We don't know how good they'll be, or when they'll first fail, or who they might rise up and maul along the way.
And we don't know if what we've seen is enough to make it into the inaugural tournament when the only vote that matters is ultimately collected.
But we do know one thing with dead solid certainty:
We were wrong about Notre Dame.
The team's accepted weak spot, the defensive front, is arguably it's strongest suit. It's been outstanding, and it will only get better, this fall, and next season.
The team that would be exposed by its toughest early test, Stanford, out-toughed the marauding west coast gang of toughs. 17-14 Saturday in South Bend. Out-rushed, equally hit, bruised, and battered.
And the team too young to compete with the top dogs is definitively ahead of schedule -- better than all but two teams on its remaining slate, both of those up for 60 minutes of plausible debate.
Notre Dame is one of the toughest outs in the country this fall, and that's not going to change.
And as with the last time they challenged for the top spot, they're doing it first with defense.
"We're getting great play from the front seven," said head coach Brian Kelly. "I think if you look at the front seven, I think that's where you start. And then we're getting aggressive cornerback play.
"We're doing it with guys that are just stepping up and being aggressive on the outside. We talked about the need to clamp down on the perimeter, if you're going to play great defense, you have to clamp down. I think that's where we've really made significant improvement over the course of the year."
Picking the top dog from coordinator Brian VanGorder's tenacious defense isn't easy. As Kelly offered presciently in April, Sheldon Day is the best defender on the ball; Jaylon Smith the best off of it.
Saturday against Stanford, Smith was all over it: 14 tackles, 9.5 ended in gains of three yards or less including 2.5 on the offense's side of scrimmage.
The sophomore sensation credited VanGorder and his teachings for the defense's continuous improvement and efforts.

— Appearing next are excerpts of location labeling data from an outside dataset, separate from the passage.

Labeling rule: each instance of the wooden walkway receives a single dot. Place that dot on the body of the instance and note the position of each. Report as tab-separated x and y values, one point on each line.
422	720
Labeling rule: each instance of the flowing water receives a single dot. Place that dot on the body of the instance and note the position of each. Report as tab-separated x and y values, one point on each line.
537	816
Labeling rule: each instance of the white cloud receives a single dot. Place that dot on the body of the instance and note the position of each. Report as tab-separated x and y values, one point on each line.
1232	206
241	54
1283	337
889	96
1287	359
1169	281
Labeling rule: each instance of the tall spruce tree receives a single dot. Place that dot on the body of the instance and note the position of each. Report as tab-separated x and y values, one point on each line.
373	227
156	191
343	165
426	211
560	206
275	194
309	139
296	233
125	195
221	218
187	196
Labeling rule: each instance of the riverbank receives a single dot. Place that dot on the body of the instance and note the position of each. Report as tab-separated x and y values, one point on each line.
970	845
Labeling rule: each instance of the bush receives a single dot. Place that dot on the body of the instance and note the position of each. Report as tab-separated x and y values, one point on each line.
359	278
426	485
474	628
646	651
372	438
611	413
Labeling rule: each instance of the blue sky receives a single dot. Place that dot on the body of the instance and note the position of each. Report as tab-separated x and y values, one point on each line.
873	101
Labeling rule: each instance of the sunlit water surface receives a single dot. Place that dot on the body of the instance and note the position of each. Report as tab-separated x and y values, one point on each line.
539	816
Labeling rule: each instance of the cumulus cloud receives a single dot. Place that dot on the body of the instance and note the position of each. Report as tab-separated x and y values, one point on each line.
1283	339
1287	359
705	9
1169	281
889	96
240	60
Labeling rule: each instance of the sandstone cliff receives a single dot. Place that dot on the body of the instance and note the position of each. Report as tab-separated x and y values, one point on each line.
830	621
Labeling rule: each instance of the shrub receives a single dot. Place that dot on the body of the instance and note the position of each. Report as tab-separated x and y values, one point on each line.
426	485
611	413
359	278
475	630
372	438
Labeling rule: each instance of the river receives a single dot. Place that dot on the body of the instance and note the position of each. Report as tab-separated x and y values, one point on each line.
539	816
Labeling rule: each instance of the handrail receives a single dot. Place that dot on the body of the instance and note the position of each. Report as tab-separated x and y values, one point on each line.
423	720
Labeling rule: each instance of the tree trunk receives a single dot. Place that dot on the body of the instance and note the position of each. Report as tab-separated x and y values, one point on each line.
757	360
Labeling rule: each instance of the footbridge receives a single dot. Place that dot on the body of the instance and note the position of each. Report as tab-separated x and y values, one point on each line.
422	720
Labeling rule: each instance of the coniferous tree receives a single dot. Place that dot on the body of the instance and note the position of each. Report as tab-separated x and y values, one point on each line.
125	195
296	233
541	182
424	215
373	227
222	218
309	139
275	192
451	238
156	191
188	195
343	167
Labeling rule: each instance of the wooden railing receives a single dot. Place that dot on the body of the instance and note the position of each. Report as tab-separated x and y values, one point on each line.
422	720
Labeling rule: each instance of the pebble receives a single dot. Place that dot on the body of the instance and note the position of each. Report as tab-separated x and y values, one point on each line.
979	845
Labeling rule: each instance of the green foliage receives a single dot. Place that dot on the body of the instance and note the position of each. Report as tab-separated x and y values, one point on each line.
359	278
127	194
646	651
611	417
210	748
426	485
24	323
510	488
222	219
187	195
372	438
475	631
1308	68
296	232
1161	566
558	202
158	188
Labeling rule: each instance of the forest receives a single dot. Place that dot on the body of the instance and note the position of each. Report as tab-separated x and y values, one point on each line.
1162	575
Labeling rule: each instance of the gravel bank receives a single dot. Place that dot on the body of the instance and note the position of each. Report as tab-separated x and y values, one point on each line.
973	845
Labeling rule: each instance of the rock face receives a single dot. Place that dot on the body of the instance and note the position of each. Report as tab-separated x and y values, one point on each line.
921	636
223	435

"Our inventory is so large, but you can do that with smart student-athletes like we have at Notre Dame," Smith said. "We carry so many plays into the game. It's all about dialing in, executing. We rep it so many times and getting the opportunity to do it in front of 81,000 makes it even better."
Offensively, there's little doubt where it starts and ends.
"It's the maturity and the development and he's the guy that's gotta do it," said Kelly of quarterback Everett Golson. "We're not going to the bullpen. (Graduated quarterback) Tommy Rees is not coming in. He is our guy and he's got to come through. When he gets in this situation, I think he's going to be even better than he was today.
"This was really his first two-minute drive, if you really look at it. This was truly his first one. And I think he's going to be better for it."
Golson though appeared better in the season's opening trio of contest than in the latter pair. He turned it over twice today -- both no doubt his fault -- but he responded with a third, then a fourth-down conversion on the game's final drive. His 23-yard game-winning touchdown toss to classmate Ben Koyack traveled 37 yards on a line and hit the senior tight end in a pair hands that had formed a technically sound triangle in front of his chest.
"Don't drop it," said Koyack of his recollection of the season's most important play to date.
He didn't, but most pundits and prognosticators dropped the ball on Notre Dame on a weekly basis since the summer.
That might finally change after Saturday's conquest.
"We're not perfect. We've turned the ball over," said Kelly of recent outings. "We had a jump ball (against) two-man where we should be picking the ball off. That's ridiculous. But that's who we are. We're a little inexperienced in those things.
"But we have great belief in our kids, and they believe in us and we believe in them, and we're going to go play every game and with the thought that we can win every game we play."